38. White tea leaves and green tea leaves are not fermented at all. They are steamed and heated to remove moisture.

39. Tea is the national drink of the countries like Afghanistan and Iran. They consume green tea as water and consider black tea as a hot beverage.

40. Boston Tea Party dumped nearly 92,000 pounds of tea in 1773.

Tea Facts 41-50

41. 85% of the tea sales in the United States of America are mostly iced tea with added sugar.

42. The countries that consume tea the most (in per capita terms) are Turkey (the first rank), Morocco, Israel, United Kingdom, and Australia. The US stands at 69th place.

43. Chrysanthemum tea is a type of herbal tea consumed in Korea and China. It is a medicinal tea that is believed to reduce fevers and headaches.

44. ‘Tea breaks’ practice is around 200 years old. It is popular among England’s tradesmen where the tea they drink is called ‘Builder’s Tea.’

45. Tea has high antioxidants. These antioxidants slow down the absorption of caffeine in our system. It means that we can stay alert for a longer time, and there won’t be any caffeine crash at the end.

46. Similar to the Afternoon Tea of England, Japan has Zen Buddhist tea ceremonies. It has a specific dress code and a specific way to prepare tea. This ceremony dates back to the 16th century.

47. Darjeeling tea is one of the most costliest teas. It is mostly because it is grown in a 70-square mile area at the foot of the Himalayas. Hence, it is referred to as ‘Champagne of teas.’

48. Afternoon Tea parties gained popularity after Queen Victoria started holding those parties. But it was Anna Maria Russell, Duchess of Bedford, who started the afternoon tea party in the 1840s.

49. A specific blend of Darjeeling tea and Oolong tea is called ‘Sherpa tea.’ It is made at a high altitude due to water boiling at a very low temperature.

50. Tea replaced ale and gin to become the most popular drink among Britain’s commoners by the 1800s.

Tea Facts 51-60

51. Herbal and black tea requires 3 to 5 min to steep, but green and oolong tea requires just 2 minutes of steeping time.

52. Fluoride is naturally available in teas and thus helps in preventing tooth decay and gum diseases.

53. A 56-year-old man drank 16 cups of tea and suffered from kidney trouble. Tea contains high amounts of oxalates. If you go overboard with tea (especially black tea), it may lead to renal failure.

54. Few thinkers of the 17th century preached to either not abuse tea or completely abstain from it. In 1706, a French doctor advised not to consume hot coffee, brandy, tea more than required.

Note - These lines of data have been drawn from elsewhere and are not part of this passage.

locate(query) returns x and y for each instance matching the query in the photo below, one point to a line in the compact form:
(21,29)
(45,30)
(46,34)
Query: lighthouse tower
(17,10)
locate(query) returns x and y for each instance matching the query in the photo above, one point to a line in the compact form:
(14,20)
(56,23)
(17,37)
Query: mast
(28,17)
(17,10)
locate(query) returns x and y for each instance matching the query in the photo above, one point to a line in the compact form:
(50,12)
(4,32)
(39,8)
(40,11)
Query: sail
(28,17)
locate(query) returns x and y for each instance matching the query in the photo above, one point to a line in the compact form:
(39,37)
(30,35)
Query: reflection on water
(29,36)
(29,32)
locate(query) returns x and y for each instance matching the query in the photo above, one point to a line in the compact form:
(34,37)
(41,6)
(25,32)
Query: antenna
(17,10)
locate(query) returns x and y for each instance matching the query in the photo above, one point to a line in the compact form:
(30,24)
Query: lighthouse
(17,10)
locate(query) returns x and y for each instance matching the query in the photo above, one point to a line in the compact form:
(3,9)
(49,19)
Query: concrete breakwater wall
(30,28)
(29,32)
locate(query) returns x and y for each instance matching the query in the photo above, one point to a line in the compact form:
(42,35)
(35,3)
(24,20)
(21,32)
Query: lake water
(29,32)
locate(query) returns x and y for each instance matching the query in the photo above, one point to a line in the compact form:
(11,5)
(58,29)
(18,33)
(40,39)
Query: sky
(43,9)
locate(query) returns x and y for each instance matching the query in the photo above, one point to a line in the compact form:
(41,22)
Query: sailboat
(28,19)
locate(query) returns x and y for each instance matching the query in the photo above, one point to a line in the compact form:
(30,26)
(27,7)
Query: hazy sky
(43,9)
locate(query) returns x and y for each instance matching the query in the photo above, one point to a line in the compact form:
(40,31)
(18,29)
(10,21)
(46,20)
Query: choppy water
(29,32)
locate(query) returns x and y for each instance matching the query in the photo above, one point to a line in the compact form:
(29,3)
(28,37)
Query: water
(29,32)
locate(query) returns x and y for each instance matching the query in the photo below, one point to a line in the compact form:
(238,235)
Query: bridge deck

John Wesley, one of the creators of Methodism said that tea caused nerve disorders and advocated abstaining from tea.

55. In the 1980s, bubble tea was a staple in Taiwan. It was made with condensed milk, Tapioca pearls, black tea, and honey.

56. The art of reading tea leaves, coffee leaves, and wine is called Tasseography. The word ‘tasseography’ originated in France, where tasse means cup.

57. In the 18th century, tea was so expensive and valuable that it was kept in elegant boxes with locks (called tea canisters). The boxes were then kept in a locked chest. The locked chest is called tea caddy now.

58. Tea is a diuretic, meaning it makes you need to urinate.

59. China tops the list of tea production in the world. India comes second. Other countries featuring in the top 10 list are Vietnam, Iran, Turkey, and Argentina.

60. If you have puffy eyes, then a quick solution uses the recently used black tea bags. Squeeze the bags to drain whatever liquid is left and then cover it over your eyes and stay for 10 to 15 minutes. The puffiness of your eyes would decrease. It is be noted that it is a temporary solution for eye puffiness.